Menurut Todung, UU itu mewajibkan setiap kontrak kerja sama, bahkan dengan perusahaan asing, menggunakan bahasa Indonesia. Kondisi itu, menurut dia, menunjukkan ada yang salah dalam proses legislasi penyusunan aturan perundang- undangan selama ini.
Pluralisme
Menanggapi ajakan Presiden Yudhoyono dalam pidatonya yang meminta masyarakat Indonesia tetap menjaga pluralisme sebagai upaya untuk menjaga jati diri bangsa, peneliti The Wahid Institute, Rumadi, Selasa, minta pemerintah bersikap tegas.
Pemerintah perlu bekerja serius mengawal pelaksanaan UUD 1945, khususnya terkait persoalan kebebasan beragama dan berkeyakinan. DPR dan DPRD juga perlu lebih sensitif dengan persoalan pluralisme dalam membuat berbagai aturan.

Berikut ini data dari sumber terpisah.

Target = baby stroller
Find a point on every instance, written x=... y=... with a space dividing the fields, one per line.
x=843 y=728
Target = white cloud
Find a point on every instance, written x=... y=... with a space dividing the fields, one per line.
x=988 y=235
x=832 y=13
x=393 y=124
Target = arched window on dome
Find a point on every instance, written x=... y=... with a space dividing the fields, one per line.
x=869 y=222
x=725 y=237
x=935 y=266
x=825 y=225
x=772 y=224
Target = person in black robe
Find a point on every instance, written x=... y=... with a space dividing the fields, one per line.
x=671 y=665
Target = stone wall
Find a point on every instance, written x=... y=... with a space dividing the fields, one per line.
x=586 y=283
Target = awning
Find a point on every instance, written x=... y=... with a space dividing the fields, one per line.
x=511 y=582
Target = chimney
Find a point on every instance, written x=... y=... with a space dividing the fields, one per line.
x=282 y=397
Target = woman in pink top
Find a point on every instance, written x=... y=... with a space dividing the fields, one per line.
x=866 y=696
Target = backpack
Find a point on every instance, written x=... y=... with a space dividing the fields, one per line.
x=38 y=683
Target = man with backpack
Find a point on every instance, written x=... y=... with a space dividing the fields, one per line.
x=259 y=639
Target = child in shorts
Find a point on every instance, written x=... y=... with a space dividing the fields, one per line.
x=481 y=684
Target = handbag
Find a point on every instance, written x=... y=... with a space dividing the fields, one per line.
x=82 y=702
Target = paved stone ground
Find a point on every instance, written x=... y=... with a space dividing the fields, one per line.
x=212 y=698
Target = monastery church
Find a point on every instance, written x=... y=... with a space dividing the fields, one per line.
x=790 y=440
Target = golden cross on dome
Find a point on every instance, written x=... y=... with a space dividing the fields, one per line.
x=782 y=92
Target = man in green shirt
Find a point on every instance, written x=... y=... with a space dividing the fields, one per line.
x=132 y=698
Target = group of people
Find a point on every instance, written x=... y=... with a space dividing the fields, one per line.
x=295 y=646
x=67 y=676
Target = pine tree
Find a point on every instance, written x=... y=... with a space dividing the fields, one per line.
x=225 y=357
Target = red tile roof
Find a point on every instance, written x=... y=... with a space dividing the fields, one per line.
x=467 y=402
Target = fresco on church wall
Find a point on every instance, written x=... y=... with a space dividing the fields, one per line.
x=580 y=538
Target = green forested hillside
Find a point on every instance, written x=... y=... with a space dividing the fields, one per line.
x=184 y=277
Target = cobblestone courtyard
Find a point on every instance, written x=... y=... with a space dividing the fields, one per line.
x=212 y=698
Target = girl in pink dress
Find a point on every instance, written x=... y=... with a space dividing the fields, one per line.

”Butuh keseriusan pemerintah dan DPR/DPRD untuk mengawal konstitusi dengan melindungi kebebasan beragama dan berkeyakinan,” ujarnya.
Isu-isu pluralitas masih akan berkutat dengan masalah-masalah yang sudah pernah terjadi, seperti keberadaan kelompok keagamaan yang dituding sesat, persoalan antarkelompok masyarakat, antaragama, serta persoalan pendirian tempat ibadah.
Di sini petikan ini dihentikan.